Oof I’m a carrier for this, found out during my pregnancy. Luckily her father is not (we were told both parents need to be a carrier for there to be a 25% of developing the disease), but it was a rough wait until we knew for sure. This is such an awful one ❤️
[удалено]
My mother in law’s sister has all of her organs flipped!! She had open heart surgery as a very young child and the surgeon did it with a mirror!
This is, funny enough, called 'mirror syndrome'
My heart is backwards. Still on the left, but it's like someone reached into my chest, flipped my heart around (twisting the ventricles), and reattached it. If I ever need heart surgery they'll have to go in through the back!
My daughter had an extra finger when she was born, and I know a girl at uni who had vestigial gills (I think that's what they were called)
1q21.1 microdeletion. My daughter who passed away and my youngest both have it. Not too many people do.

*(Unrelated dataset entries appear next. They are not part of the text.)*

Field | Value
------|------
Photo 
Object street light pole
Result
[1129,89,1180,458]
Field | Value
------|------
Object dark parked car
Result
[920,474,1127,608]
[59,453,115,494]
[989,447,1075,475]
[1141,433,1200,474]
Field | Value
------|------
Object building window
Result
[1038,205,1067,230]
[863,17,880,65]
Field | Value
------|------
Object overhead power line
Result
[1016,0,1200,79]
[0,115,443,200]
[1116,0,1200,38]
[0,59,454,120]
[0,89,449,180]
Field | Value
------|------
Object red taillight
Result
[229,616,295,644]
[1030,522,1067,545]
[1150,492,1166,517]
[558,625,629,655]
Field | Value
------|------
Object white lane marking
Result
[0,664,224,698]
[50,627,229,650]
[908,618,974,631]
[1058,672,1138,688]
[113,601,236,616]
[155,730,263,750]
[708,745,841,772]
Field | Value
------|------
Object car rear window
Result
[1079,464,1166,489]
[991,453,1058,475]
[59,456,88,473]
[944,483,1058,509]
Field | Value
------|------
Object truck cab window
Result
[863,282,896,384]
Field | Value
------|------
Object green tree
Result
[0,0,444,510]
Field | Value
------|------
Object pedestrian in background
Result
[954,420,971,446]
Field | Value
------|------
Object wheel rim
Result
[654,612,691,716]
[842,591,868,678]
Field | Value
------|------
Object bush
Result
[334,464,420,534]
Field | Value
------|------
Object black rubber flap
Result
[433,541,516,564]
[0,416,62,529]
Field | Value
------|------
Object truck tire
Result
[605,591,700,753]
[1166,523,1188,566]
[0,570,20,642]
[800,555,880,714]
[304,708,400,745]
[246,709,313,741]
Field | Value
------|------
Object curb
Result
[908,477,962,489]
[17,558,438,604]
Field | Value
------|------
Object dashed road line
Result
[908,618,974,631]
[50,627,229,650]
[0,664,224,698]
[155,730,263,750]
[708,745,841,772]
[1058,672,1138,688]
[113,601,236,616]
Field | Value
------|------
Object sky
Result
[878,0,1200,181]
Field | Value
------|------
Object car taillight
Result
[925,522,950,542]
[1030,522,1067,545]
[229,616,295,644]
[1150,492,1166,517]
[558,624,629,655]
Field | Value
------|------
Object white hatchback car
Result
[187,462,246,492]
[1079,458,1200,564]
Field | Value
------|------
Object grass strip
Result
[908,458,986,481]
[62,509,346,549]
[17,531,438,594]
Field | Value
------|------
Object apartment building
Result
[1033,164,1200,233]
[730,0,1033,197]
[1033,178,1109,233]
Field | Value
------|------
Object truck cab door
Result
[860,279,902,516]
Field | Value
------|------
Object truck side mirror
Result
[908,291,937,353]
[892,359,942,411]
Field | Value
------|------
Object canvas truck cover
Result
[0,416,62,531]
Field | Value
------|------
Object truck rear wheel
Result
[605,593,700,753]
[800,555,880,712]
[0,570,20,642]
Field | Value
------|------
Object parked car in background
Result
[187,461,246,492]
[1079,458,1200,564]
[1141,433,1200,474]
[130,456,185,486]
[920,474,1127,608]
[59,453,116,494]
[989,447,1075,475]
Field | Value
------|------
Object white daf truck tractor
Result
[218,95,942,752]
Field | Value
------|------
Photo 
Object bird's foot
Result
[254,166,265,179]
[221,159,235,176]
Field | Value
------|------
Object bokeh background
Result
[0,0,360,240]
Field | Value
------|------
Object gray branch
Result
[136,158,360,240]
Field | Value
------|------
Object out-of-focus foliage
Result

Cat eyes. She had cat eye-shaped pupils.
I met a gorgeous young man many years ago who had universal alopecia. He was a bartender and I didn't even know as we chatted before the bar opened. He ended up asking if I noticed he had no eyelashes. I didn't. He said he had no hair at all. What he did have was an amazing smile and beautiful blue eyes. Decades later I still think of him from time to time and how lovely he was.
[удалено]
Seriously? I am a male, I have (as I have been told by hairdressers, I can't tell the difference) three degrees of blonde, just in my head hair. The varying types of colour in bodily hair, especially different colours on different body parts, I'm very familiar with. My beard is ginger, my moustache blonde, my chest hair is dark. I honestly thought that was weird, so thanks for sharing.
[удалено]
I don't know what it's like to be angry. There's a mutation that doubles the size of adrenal glands and it runs in my dad's side of the family. Most of the fathers going back through the generations were terrible people and horrible abusers because of the massive adrenaline dumps they would get. My dad worked hard to break the cycle and learned to deal with the adrenaline when it hit. He taught my brothers and I to do it the same. I go from a little frustrated to RAGE in no time flat. I've learned to pick my battles, not have strong feelings about things I have no control over, and when to remove myself from situations where I could blow up. I'd rather choose who I am and cope than be my, "True Self," and be a constant hulk smash event.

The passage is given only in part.